Respecto a su cronología, a falta de acometer la excavación arqueológica del poblado intramuros, todo apunta a que debió emprenderse mediado el siglo XVI. Así, aunque el material cerámico recuperado muestra importantes tasas de residualidad (resultado de los aportes de tierra secundarios procedentes del entorno), es significativa la ausencia de producciones esmaltadas, circunstancia que permite fechar el contexto con anterioridad al siglo XVII (Escribano, 2013 y 2014).

Por otra parte, la conversión del poblado en campos de cultivo tuvo que efectuarse obligatoriamente después del abandono definitivo de la Villavieja y de que sus habitantes pasaran a residir al arrabal. En este sentido, sabemos por un documento de “Concordia entre las villas de Portilla y Berganzo” datado en 1530 que, a diferencia de esta última localidad, Portilla nombra dos procuradores generales (Martín Sáenz de Estavillo y Diego López de Tobera) que, a su vez, nombran como juez árbitro para los pleitos con Berganzo a Fernán García, cura clérigo beneficiado de la iglesia de Santa María de Portilla (Altarriba, 2000: 247). De ello se puede inferir la existencia todavía de dos poblaciones en Portilla, la Villavieja y el arrabal, con sendos procuradores y una sola parroquia en la Villavieja.

Sin embargo, algunos años más tarde, en 1540, comienza la construcción de la iglesia en el arrabal (dedicada al Salvador) y sólo dos años después, en 1542, el obispo de Calahorra (Antonio Ramirez de Haro) da licencia para que la parroquia se traslade desde la primitiva iglesia de Santa María (que quedará convertida en ermita) a la recién construida del Salvador en el arrabal (Echeverria, Vélez, 2011: 457). La parroquia y con ella, muy posiblemente, los vecinos que aún habitaban la Villavieja, integrando el barrio jurídicamente dependiente de los Condestables y duques de Frías, señores de la Villavieja y su fortaleza.

  • 4.- La destrucción de la muralla.

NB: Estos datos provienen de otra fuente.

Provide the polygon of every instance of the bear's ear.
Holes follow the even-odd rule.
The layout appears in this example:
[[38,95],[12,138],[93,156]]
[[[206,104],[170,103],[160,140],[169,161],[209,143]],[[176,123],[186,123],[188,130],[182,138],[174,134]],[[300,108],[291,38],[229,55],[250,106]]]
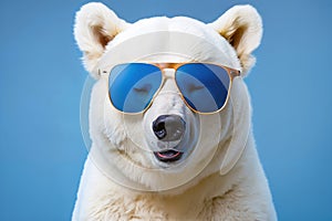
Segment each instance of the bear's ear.
[[74,36],[83,52],[84,66],[94,77],[97,77],[95,65],[105,46],[128,25],[112,10],[97,2],[83,6],[76,13]]
[[258,48],[262,36],[262,22],[257,10],[251,6],[236,6],[208,25],[235,48],[242,73],[248,73],[256,62],[251,52]]

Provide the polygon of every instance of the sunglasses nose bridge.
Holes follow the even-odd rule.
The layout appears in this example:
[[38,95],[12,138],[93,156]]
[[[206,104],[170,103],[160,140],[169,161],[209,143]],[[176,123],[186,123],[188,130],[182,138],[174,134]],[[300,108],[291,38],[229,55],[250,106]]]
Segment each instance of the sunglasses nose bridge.
[[175,70],[174,69],[164,69],[160,92],[177,91],[177,86],[176,86],[174,78],[175,78]]

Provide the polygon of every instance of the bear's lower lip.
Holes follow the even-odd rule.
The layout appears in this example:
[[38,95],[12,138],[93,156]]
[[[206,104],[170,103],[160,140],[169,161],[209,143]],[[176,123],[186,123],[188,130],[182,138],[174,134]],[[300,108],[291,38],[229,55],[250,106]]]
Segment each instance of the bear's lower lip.
[[154,155],[159,161],[174,162],[179,160],[184,155],[184,152],[174,149],[168,149],[164,151],[155,151]]

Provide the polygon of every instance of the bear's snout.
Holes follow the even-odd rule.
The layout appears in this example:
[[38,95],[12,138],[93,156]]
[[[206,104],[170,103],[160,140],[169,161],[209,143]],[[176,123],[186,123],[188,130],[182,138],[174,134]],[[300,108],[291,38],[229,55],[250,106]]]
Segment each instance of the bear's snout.
[[186,122],[178,115],[160,115],[152,124],[155,136],[162,141],[179,140],[186,130]]

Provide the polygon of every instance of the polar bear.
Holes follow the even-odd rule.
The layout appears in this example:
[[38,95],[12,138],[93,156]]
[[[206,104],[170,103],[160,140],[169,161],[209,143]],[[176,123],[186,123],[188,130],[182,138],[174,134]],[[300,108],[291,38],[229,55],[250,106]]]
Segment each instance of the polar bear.
[[[256,9],[236,6],[208,24],[185,17],[128,23],[92,2],[76,13],[74,35],[95,83],[92,147],[72,220],[277,220],[243,82],[262,35]],[[228,87],[215,78],[185,92],[186,74],[199,69],[204,80],[216,69]],[[217,93],[187,98],[205,87]]]

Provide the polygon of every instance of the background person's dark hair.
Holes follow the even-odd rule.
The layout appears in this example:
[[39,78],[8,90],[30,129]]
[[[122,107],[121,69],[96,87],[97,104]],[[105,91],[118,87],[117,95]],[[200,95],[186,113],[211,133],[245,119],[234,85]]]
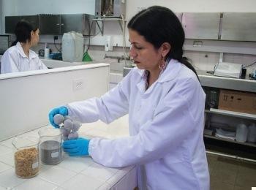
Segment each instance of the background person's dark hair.
[[14,31],[16,36],[16,40],[12,43],[12,46],[15,45],[18,42],[26,43],[29,40],[30,42],[31,39],[31,31],[36,31],[37,29],[38,26],[34,23],[21,20],[16,24]]
[[128,28],[136,31],[159,48],[164,42],[170,45],[166,58],[174,58],[192,69],[198,76],[187,58],[183,57],[185,34],[177,16],[168,8],[152,6],[137,13],[128,23]]

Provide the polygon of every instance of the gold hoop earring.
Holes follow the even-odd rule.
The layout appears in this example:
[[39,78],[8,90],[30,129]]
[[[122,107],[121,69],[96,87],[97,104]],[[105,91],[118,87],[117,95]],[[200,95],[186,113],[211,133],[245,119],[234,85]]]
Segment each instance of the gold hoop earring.
[[161,60],[158,62],[158,66],[161,71],[165,69],[166,67],[166,62],[165,59],[165,57],[162,57]]

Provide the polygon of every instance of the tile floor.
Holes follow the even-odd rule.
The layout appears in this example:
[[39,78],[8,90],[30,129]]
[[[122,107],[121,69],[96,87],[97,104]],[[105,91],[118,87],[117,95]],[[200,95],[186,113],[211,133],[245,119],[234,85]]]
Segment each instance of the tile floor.
[[[31,136],[37,134],[34,132],[30,133]],[[4,187],[17,186],[19,186],[18,189],[33,189],[31,188],[34,186],[37,186],[38,190],[41,189],[39,187],[43,187],[42,189],[59,190],[63,189],[63,187],[72,189],[72,187],[74,186],[75,183],[78,185],[80,183],[78,183],[76,180],[65,181],[64,177],[67,175],[70,177],[77,175],[78,178],[76,180],[79,180],[80,178],[82,180],[83,175],[88,175],[89,173],[91,180],[97,179],[105,181],[108,180],[107,178],[117,172],[112,169],[102,170],[92,161],[88,161],[85,163],[84,160],[80,161],[80,158],[73,158],[72,162],[69,159],[64,160],[53,168],[49,169],[48,166],[45,165],[44,167],[41,168],[40,175],[34,180],[28,180],[24,182],[23,180],[15,177],[14,175],[12,140],[0,142],[0,183],[1,184],[0,190],[6,189]],[[256,187],[256,162],[241,161],[211,153],[207,153],[207,159],[211,175],[211,190],[251,190],[252,187]],[[83,164],[80,162],[83,162]],[[94,167],[93,170],[95,170],[94,175],[92,175],[91,167]],[[64,178],[55,179],[56,175],[49,175],[50,170],[53,170],[53,172],[63,174]],[[47,171],[48,173],[45,175]],[[65,172],[69,173],[64,175]],[[50,183],[53,180],[55,183]],[[110,181],[110,183],[115,183],[116,182]],[[59,186],[60,184],[62,185]],[[101,189],[108,189],[109,186],[101,186]],[[17,189],[11,188],[10,189]]]
[[246,190],[256,187],[256,162],[207,153],[211,190]]

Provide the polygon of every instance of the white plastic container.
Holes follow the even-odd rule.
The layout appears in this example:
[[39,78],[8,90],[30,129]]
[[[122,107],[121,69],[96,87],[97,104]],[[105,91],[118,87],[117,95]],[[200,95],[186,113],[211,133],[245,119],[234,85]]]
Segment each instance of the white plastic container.
[[256,124],[252,123],[248,126],[247,141],[250,142],[256,142]]
[[81,62],[83,55],[83,37],[82,34],[70,31],[62,37],[62,60],[69,62]]
[[236,140],[240,142],[245,142],[247,140],[248,128],[244,123],[239,123],[236,126]]

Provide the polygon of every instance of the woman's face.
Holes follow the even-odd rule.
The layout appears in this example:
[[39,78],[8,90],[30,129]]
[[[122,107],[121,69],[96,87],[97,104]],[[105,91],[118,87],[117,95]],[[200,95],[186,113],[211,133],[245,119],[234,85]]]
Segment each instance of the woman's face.
[[39,42],[39,28],[35,31],[31,31],[31,39],[30,41],[31,46],[37,45]]
[[129,56],[133,58],[134,63],[140,69],[149,72],[159,71],[158,64],[162,60],[162,48],[155,49],[153,45],[146,41],[144,37],[140,35],[136,31],[129,29],[129,42],[131,48]]

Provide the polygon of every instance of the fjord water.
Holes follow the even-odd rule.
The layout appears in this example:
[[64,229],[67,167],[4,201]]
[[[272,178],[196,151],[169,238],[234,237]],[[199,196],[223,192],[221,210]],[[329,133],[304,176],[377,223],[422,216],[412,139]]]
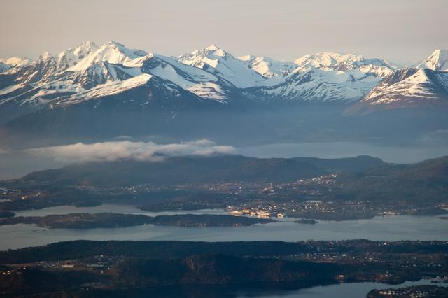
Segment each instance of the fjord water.
[[[18,215],[43,216],[76,212],[114,212],[155,216],[179,212],[153,213],[134,206],[105,204],[96,207],[52,207],[18,211]],[[223,214],[221,210],[182,211],[181,213]],[[68,240],[182,240],[195,241],[237,241],[279,240],[298,241],[366,239],[373,241],[448,241],[448,220],[437,216],[396,215],[370,220],[340,222],[320,221],[316,225],[297,224],[293,219],[248,227],[167,227],[152,225],[134,227],[68,229],[37,227],[33,225],[0,226],[0,250],[37,246]]]

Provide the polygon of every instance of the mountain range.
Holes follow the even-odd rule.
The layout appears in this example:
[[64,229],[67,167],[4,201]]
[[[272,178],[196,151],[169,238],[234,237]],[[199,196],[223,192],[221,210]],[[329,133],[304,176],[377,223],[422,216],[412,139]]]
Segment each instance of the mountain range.
[[113,110],[150,111],[167,122],[186,110],[204,108],[332,104],[346,115],[359,115],[445,107],[447,102],[447,50],[405,68],[381,58],[332,52],[293,62],[237,57],[215,45],[167,57],[114,41],[87,41],[34,60],[0,59],[0,125],[10,128],[42,118],[51,119],[43,125],[50,128],[72,111],[78,113],[74,118],[80,111],[83,118]]

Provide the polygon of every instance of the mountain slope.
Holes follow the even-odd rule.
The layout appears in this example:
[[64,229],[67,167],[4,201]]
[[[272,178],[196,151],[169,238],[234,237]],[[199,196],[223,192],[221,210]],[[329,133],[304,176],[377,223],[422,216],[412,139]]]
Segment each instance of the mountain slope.
[[119,161],[73,164],[59,169],[32,173],[23,179],[78,185],[169,185],[287,182],[314,177],[323,172],[308,163],[293,159],[222,155],[169,157],[162,162]]
[[436,50],[422,62],[419,68],[448,71],[448,50]]
[[379,58],[321,52],[295,61],[298,67],[276,85],[248,90],[265,101],[349,103],[360,99],[393,66]]
[[266,80],[245,62],[235,58],[215,45],[184,54],[177,59],[184,64],[213,73],[239,88],[257,85]]
[[448,106],[448,72],[428,69],[402,69],[393,71],[349,114],[402,108]]

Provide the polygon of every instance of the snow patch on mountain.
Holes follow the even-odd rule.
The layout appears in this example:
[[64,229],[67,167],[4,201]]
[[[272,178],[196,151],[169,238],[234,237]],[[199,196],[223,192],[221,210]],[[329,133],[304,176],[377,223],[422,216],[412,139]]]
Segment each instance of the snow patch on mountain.
[[153,76],[147,73],[143,73],[122,81],[117,80],[107,82],[104,85],[99,85],[89,90],[77,93],[69,97],[67,99],[59,101],[57,105],[59,106],[69,106],[78,104],[79,102],[85,100],[117,94],[126,90],[145,85],[151,79],[151,78],[153,78]]
[[141,50],[132,50],[125,48],[121,43],[110,41],[92,52],[76,65],[69,68],[69,71],[83,71],[102,62],[121,64],[126,67],[141,66],[141,58],[147,53]]
[[448,71],[448,50],[436,50],[417,66],[433,71]]
[[266,80],[247,63],[215,45],[184,54],[177,59],[184,64],[211,72],[239,88],[255,86]]
[[239,59],[262,76],[270,78],[270,83],[278,83],[297,68],[297,64],[275,60],[267,57],[241,56]]

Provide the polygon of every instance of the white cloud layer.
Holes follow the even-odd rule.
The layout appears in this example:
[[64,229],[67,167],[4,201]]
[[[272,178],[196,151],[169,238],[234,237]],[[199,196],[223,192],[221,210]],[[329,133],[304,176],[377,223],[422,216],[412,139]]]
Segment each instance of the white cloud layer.
[[115,160],[162,161],[166,156],[211,155],[232,154],[234,148],[218,146],[202,139],[191,142],[156,144],[153,142],[111,141],[85,144],[78,143],[28,149],[27,152],[66,162]]

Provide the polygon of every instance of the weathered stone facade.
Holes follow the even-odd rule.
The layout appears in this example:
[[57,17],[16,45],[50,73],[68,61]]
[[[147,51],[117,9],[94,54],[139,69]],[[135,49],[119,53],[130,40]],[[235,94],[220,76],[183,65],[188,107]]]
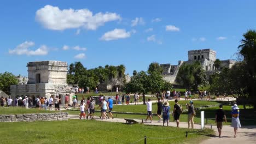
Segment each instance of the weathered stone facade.
[[67,112],[1,115],[0,122],[67,121],[68,116]]
[[[207,74],[211,74],[211,71],[216,70],[214,63],[216,60],[216,52],[211,49],[203,49],[188,51],[188,61],[184,62],[188,64],[191,64],[195,61],[201,63],[202,68],[206,70]],[[235,63],[234,61],[231,59],[220,61],[221,67],[231,68]],[[163,79],[171,83],[174,83],[178,74],[179,68],[182,64],[182,61],[179,61],[177,65],[171,65],[170,64],[160,64],[163,69],[162,73]],[[208,73],[209,71],[209,73]]]
[[28,81],[27,85],[10,86],[13,98],[27,95],[35,99],[37,96],[46,97],[58,95],[61,104],[65,102],[66,94],[69,94],[69,103],[75,92],[72,86],[67,83],[67,63],[60,61],[29,62],[27,64]]

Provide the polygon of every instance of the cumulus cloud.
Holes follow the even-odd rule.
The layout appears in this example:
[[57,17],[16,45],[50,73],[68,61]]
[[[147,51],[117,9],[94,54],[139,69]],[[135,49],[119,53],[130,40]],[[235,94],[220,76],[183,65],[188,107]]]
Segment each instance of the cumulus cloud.
[[155,41],[155,35],[153,34],[151,36],[148,37],[148,38],[147,38],[147,40],[148,40],[148,41]]
[[206,40],[206,39],[204,37],[201,37],[199,38],[199,41],[205,41]]
[[145,21],[142,17],[136,17],[135,19],[132,20],[131,26],[134,27],[138,25],[145,25]]
[[18,55],[43,56],[48,53],[48,49],[45,45],[42,45],[38,49],[33,50],[30,48],[34,46],[33,41],[26,41],[19,44],[15,49],[9,50],[9,53]]
[[225,39],[226,39],[226,37],[218,37],[217,38],[217,40],[225,40]]
[[57,7],[46,5],[38,9],[36,19],[45,28],[56,31],[83,27],[88,30],[96,30],[106,22],[120,20],[116,13],[98,13],[93,15],[87,9],[60,9]]
[[205,37],[201,37],[199,38],[193,38],[191,39],[192,41],[205,41],[206,39]]
[[126,32],[125,29],[115,28],[113,31],[105,33],[100,39],[101,40],[109,41],[119,39],[125,39],[131,37],[131,33],[136,33],[135,30]]
[[74,56],[74,58],[76,59],[83,59],[84,58],[85,58],[85,54],[84,53],[78,54]]
[[156,39],[155,38],[155,35],[153,34],[147,38],[147,40],[148,41],[153,41],[159,44],[162,44],[162,41]]
[[79,46],[77,45],[73,47],[73,49],[77,51],[86,51],[87,49],[86,47],[80,47]]
[[160,18],[155,18],[155,19],[154,19],[152,20],[152,21],[153,22],[160,22],[162,20]]
[[167,25],[166,27],[166,31],[179,31],[179,28],[172,25]]
[[77,30],[77,32],[75,32],[75,35],[78,35],[80,34],[80,31],[81,31],[81,29],[78,29]]
[[63,45],[62,47],[62,50],[66,51],[69,49],[69,47],[67,45]]
[[153,28],[149,28],[147,29],[146,29],[144,31],[145,32],[147,33],[147,32],[151,32],[151,31],[153,31]]

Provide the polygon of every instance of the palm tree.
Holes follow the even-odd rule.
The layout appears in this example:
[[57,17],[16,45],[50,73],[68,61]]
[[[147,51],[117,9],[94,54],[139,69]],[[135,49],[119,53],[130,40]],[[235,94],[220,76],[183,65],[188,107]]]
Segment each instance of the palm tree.
[[222,64],[222,62],[219,59],[216,59],[215,60],[214,63],[213,63],[213,65],[214,66],[216,70],[217,69],[217,70],[219,70],[219,68],[220,67],[220,64]]

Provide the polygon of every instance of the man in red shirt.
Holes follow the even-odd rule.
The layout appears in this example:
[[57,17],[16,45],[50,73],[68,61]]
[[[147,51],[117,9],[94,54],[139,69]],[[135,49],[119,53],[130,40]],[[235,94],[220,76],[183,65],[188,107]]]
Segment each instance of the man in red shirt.
[[68,96],[68,94],[66,94],[66,97],[65,97],[65,107],[66,107],[66,109],[68,108],[69,99],[69,97]]

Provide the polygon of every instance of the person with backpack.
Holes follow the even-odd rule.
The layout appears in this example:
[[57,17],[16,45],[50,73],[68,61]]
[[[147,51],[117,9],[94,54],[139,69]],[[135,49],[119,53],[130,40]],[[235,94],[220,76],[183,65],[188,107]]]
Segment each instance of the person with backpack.
[[181,115],[181,109],[179,104],[178,103],[178,100],[175,99],[175,104],[173,106],[173,111],[172,112],[172,116],[175,121],[176,121],[177,127],[179,127],[179,116]]
[[46,110],[47,109],[47,107],[48,107],[49,106],[49,101],[48,100],[47,100],[47,98],[45,97],[44,98],[44,110]]
[[170,119],[170,110],[171,107],[169,106],[169,103],[165,101],[164,105],[162,106],[162,126],[165,126],[165,121],[167,122],[167,125],[169,125]]
[[91,117],[92,119],[94,118],[94,115],[95,112],[94,110],[95,105],[94,103],[94,98],[91,98],[91,100],[90,101],[89,104],[89,109],[90,109],[90,117]]
[[147,116],[145,122],[147,122],[148,118],[149,118],[149,119],[150,119],[150,123],[152,123],[152,101],[151,101],[150,99],[149,98],[148,100],[146,101],[146,104],[148,116]]
[[194,117],[195,116],[195,111],[194,109],[193,105],[193,101],[190,100],[189,104],[186,104],[186,107],[188,109],[188,128],[189,129],[190,127],[190,123],[191,123],[191,128],[194,129]]

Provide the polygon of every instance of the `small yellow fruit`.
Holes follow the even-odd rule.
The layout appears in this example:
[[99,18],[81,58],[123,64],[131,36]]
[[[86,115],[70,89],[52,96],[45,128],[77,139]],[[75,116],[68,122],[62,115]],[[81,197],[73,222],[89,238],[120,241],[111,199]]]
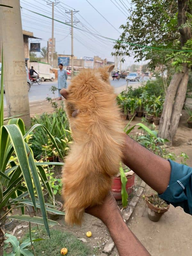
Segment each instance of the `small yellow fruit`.
[[61,254],[62,255],[66,255],[68,252],[68,250],[67,248],[62,248],[61,250]]
[[88,231],[86,233],[86,236],[88,237],[90,237],[92,236],[92,233],[91,231]]

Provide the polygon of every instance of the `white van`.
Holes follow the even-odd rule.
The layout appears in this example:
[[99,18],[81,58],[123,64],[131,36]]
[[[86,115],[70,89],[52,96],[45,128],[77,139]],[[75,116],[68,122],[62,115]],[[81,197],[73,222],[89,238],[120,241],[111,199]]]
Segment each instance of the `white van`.
[[52,82],[55,79],[54,73],[50,72],[52,68],[50,64],[41,61],[30,61],[30,68],[32,66],[38,73],[42,82],[46,80],[50,80]]

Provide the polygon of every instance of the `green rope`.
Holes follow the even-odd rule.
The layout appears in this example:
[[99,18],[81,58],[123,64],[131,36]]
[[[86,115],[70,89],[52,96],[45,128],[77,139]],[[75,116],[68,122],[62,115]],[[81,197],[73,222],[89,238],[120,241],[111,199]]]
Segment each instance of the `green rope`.
[[48,16],[46,16],[46,15],[44,15],[44,14],[41,14],[41,13],[39,13],[38,12],[34,12],[34,11],[31,11],[31,10],[29,10],[28,9],[26,9],[26,8],[24,8],[23,7],[21,7],[21,6],[20,7],[21,8],[21,9],[24,9],[25,10],[29,11],[29,12],[33,12],[34,13],[37,14],[38,15],[40,15],[41,16],[43,16],[43,17],[45,17],[45,18],[48,18],[48,19],[50,19],[51,20],[53,20],[56,21],[57,21],[58,22],[60,22],[60,23],[62,23],[62,24],[64,24],[65,25],[67,25],[68,26],[69,26],[70,27],[72,27],[74,28],[76,28],[76,29],[81,30],[81,31],[83,31],[84,32],[86,32],[87,33],[89,33],[89,34],[91,34],[92,35],[93,35],[94,36],[100,36],[100,37],[102,37],[102,38],[105,38],[105,39],[108,39],[111,41],[116,42],[117,43],[123,43],[123,44],[129,44],[129,45],[132,45],[132,46],[136,46],[138,47],[140,47],[140,48],[147,48],[148,49],[152,49],[152,50],[155,50],[158,51],[159,50],[167,51],[171,51],[172,52],[192,52],[192,50],[184,50],[182,49],[179,50],[176,50],[175,49],[172,49],[170,48],[166,49],[161,47],[155,47],[155,46],[145,45],[143,44],[133,44],[133,43],[129,43],[129,42],[125,42],[124,41],[121,41],[121,40],[117,40],[116,39],[113,39],[112,38],[110,38],[110,37],[107,37],[106,36],[101,36],[100,35],[98,35],[98,34],[95,34],[94,33],[91,33],[89,32],[88,32],[87,31],[86,31],[86,30],[84,30],[84,29],[82,29],[80,28],[77,28],[76,27],[75,27],[75,26],[72,26],[71,25],[70,25],[70,24],[69,24],[68,23],[66,23],[66,22],[63,22],[63,21],[61,21],[60,20],[56,20],[55,19],[52,19],[52,18],[51,18],[51,17],[49,17]]

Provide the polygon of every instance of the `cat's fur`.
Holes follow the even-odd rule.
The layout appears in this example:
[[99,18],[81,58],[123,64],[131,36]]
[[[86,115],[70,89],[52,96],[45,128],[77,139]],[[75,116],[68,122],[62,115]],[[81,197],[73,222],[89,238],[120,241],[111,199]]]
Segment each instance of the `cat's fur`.
[[[74,142],[63,170],[65,220],[80,225],[85,209],[101,203],[117,173],[123,125],[109,72],[114,66],[84,69],[68,90],[66,110]],[[75,117],[75,110],[78,110]]]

Esta actividad registra el proceso de desmantelamiento realizado a la muralla, tanto en forma de interfaces de destrucción como de un voluminoso estrato de piedra suelta y mortero acumulado sobre los restos conservados del propio muro y del área extramuros.

Esta última circunstancia, unido al hecho de que el nivel agrícola contenía numerosa piedra de características similares a la fábrica de la muralla, permite plantear la hipótesis de que la destrucción de la muralla responde mayoritariamente a la necesidad de proveerse de la piedra suficiente para levantar las terrazas agrícolas y reconvertir la vieja aldea y todo su entorno en campos de cultivo. En cualquier caso, no existen criterios estratigráficos para descartar que este desmantelamiento fuera realizado también en fechas posteriores, como ocurrirá con la ermita.

  • 5.- La destrucción de la ermita de Santa María. Al igual que en la muralla, la destrucción de la ermita se reconoce a través de las diferentes interfaces de destrucción y de un gran estrato de piedra suelta acumulado en el interior del templo y su entorno inmediato.

No obstante, en el caso de la ermita, los estratos de piedra suelta resultantes de su destrucción eran estratigráficamente posteriores a los aportes de tierra agrícolas. Una estratigrafía que se ve confirmada por el registro escrito, ya que la ermita se mantuvo en pie hasta 1762, por ser donde “iban las procesiones de penitencia de la Semana Santa” (Altarriba, 2000: 255). Su destrucción se produjo, por tanto, avanzada la segunda mitad del siglo XVIII.